Nkasela, as with so many queer people, comes into all too frequent contact with the violence of language. This, despite working within the social justice sector.
“Look,” she says, “I’m a person who is able to set people straight. [But] I’ve experienced how language can be used violently towards people. I have a friend who is currently in the process of transitioning. And I work in activist spaces and even in such spaces you’ll see how people are treating her, the kind of language they use towards her, you know? Or the kind of language that has been used towards me because I’m her friend. Or the kind of language used towards me because I’m pansexual and ‘I don’t know what I want’. It can be very scarring, you know?”
Prejudices and a lack of awareness
Pocket Queerpedia is the brainchild of Seth Deacon, Tshisimani’s visual materials developer and art curator. A queer man, Deacon realised the need for such a glossary during a feminism and freedom course for young activists that Tshisimani hosted in 2019.
It was during discussions on gender, sexuality and freedom that “we ran into a number of difficulties”. Terms thought of as commonly known had some participants “utterly lost”. More than a lack of awareness, there was also the issue of prejudices held.
“With activists, what people sometimes forget is just because you are progressive in one area doesn’t mean you are gonna have everything sorted. You know, you can have someone who is very aware of the economic implications of things, who is very progressive on housing, but can be quite conservative when it comes to things like gender and sexuality or feminism. And vice versa. So it’s really about thinking through that and trying to find a way to level the playing fields a bit.”
Deacon concedes that the drive to level these playing fields saw it evolving, rather unintentionally, into the 90-page book it became.
“It wasn’t planned to be a book,” he says. “It just became one. A lot of it has been a case of, ‘Oh, we need to include this term, because this is not going to make sense if we don’t include this.’ And it’s grown in that way. We also didn’t realise quite how much consultation it would take”.
Concurring with Ramaru and Nkasela, Deacon says the translation process was “a major challenge”.
‘I had to stretch my head’
Northern Cape-based Allan Maasdorp, who headed the Afrikaans translation team, laughs as he says: “I’m gay, but when I got to all these things – non-binary, pansexual and all these things – I had to stretch my head a bit. I had to download a few theses to read up about it. I had to google quite a lot because I wanted new Afrikaans words for this, trying to keep current. And also to wrap my head around all these different aspects of [being] LGBTIQ.”
Despite the challenges of translating the book, Deacon and the publishing team are determined to offer Pocket Queerpedia in other South African languages.
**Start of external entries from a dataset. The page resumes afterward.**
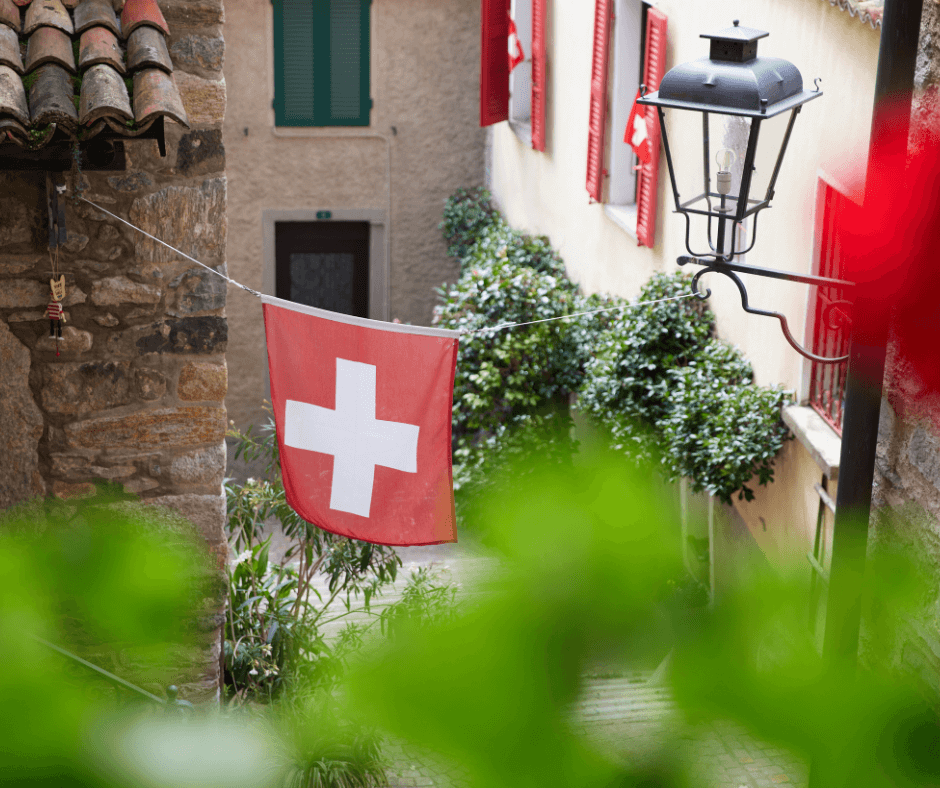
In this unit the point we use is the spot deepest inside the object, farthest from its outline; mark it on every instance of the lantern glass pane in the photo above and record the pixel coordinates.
(770, 140)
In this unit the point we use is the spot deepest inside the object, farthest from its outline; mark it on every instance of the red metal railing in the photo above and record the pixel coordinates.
(831, 324)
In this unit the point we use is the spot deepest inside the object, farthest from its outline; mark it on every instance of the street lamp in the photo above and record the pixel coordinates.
(745, 92)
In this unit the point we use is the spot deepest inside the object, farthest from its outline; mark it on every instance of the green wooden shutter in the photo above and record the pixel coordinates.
(321, 61)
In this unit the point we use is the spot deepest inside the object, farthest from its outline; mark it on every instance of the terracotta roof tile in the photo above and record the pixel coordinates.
(10, 14)
(52, 97)
(47, 12)
(12, 129)
(156, 94)
(103, 100)
(142, 12)
(146, 48)
(50, 45)
(89, 13)
(103, 95)
(13, 95)
(10, 49)
(100, 45)
(867, 11)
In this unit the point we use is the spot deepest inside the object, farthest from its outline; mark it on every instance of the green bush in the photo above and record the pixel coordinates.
(504, 374)
(650, 374)
(467, 212)
(627, 385)
(722, 429)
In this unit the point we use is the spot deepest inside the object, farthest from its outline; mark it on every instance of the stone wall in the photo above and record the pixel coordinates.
(136, 395)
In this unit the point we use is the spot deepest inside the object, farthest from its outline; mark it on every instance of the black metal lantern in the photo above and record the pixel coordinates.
(747, 91)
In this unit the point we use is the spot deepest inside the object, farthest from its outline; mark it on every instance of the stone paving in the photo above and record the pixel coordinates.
(625, 716)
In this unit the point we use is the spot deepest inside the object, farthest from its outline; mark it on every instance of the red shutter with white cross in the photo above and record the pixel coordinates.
(494, 61)
(538, 75)
(647, 177)
(597, 120)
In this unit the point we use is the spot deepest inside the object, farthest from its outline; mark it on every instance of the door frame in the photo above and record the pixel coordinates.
(378, 248)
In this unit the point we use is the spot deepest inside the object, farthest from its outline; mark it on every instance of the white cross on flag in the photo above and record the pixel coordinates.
(637, 133)
(363, 416)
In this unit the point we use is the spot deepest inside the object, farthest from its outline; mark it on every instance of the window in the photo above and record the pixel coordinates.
(637, 33)
(323, 264)
(829, 323)
(519, 95)
(321, 62)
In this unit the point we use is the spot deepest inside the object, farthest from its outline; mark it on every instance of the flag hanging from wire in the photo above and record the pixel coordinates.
(363, 414)
(637, 134)
(516, 55)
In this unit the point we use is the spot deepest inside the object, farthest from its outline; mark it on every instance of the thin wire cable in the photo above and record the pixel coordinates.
(172, 248)
(576, 314)
(463, 333)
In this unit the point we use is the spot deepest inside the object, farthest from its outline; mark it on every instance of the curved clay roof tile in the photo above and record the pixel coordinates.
(49, 45)
(146, 48)
(90, 13)
(142, 12)
(12, 95)
(155, 93)
(50, 97)
(10, 14)
(100, 45)
(47, 12)
(103, 96)
(10, 49)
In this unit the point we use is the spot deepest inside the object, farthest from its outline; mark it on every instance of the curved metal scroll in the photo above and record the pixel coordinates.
(719, 269)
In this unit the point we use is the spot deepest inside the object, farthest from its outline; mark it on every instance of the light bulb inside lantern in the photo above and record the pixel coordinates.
(725, 159)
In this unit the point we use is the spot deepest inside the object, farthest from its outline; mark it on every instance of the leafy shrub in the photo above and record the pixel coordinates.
(504, 374)
(498, 242)
(272, 630)
(627, 383)
(722, 429)
(467, 212)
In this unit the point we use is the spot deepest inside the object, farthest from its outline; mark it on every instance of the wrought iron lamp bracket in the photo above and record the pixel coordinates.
(722, 264)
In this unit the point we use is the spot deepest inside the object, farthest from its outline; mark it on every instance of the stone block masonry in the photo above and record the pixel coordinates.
(136, 394)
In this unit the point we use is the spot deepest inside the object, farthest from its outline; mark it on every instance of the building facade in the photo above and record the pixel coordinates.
(132, 388)
(612, 217)
(348, 125)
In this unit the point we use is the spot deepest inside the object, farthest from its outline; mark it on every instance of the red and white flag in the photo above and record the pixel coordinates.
(637, 133)
(516, 55)
(363, 415)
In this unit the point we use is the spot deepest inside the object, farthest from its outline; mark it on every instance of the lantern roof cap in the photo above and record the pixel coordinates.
(736, 33)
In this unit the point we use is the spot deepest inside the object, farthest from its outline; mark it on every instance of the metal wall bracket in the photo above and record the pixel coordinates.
(722, 265)
(55, 189)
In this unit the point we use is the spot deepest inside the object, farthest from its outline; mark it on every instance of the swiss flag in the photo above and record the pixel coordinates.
(516, 55)
(637, 134)
(363, 416)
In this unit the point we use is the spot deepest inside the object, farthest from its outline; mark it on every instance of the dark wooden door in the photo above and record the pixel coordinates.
(323, 264)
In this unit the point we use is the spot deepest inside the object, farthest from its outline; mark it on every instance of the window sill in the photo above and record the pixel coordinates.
(624, 216)
(818, 437)
(522, 129)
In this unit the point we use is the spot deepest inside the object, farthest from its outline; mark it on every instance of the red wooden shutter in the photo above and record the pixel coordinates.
(538, 75)
(647, 177)
(494, 61)
(597, 120)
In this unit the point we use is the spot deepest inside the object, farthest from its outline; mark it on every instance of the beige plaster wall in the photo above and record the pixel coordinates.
(423, 143)
(545, 194)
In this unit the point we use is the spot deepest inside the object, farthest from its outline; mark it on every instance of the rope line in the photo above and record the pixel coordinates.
(463, 333)
(577, 314)
(172, 248)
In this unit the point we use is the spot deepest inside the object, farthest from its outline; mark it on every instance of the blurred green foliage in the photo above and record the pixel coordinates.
(589, 557)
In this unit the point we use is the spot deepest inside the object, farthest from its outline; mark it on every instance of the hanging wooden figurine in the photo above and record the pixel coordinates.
(54, 311)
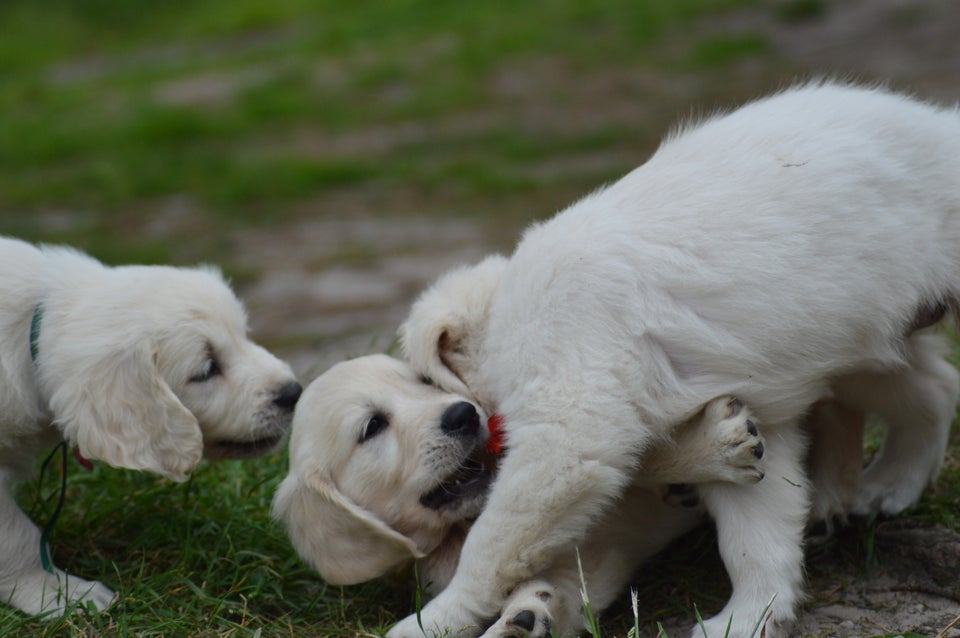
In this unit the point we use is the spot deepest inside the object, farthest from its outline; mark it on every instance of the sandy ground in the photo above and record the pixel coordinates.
(335, 288)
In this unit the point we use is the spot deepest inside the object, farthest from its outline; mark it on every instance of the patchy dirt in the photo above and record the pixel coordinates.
(338, 286)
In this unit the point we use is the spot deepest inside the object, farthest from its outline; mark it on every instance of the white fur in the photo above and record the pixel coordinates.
(782, 253)
(352, 508)
(116, 375)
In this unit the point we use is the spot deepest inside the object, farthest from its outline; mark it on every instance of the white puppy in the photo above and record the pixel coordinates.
(142, 367)
(785, 253)
(385, 468)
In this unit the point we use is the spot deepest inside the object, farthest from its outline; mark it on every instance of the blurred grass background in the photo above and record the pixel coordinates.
(175, 131)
“The thing that you perpetuate if you only have [certain words only] in English is this idea that [queerness] is a Western thing, as opposed to a universal thing. Doing that does, in a way, help perpetuate the myth that somehow being gay or lesbian or transgender is some sort of Western import. But beyond that,” he says, “we can’t keep doing everything in English. It’s just wrong.”
Says Nkasela: “A lot of queerphobia and transphobia is driven by language and [people] not understanding. Because you’ll find that people are accepting and want to understand, but they don’t have the language for that … So I find it very important that we are careful with our language and we are affirming in our language and we just generally give love in our language.”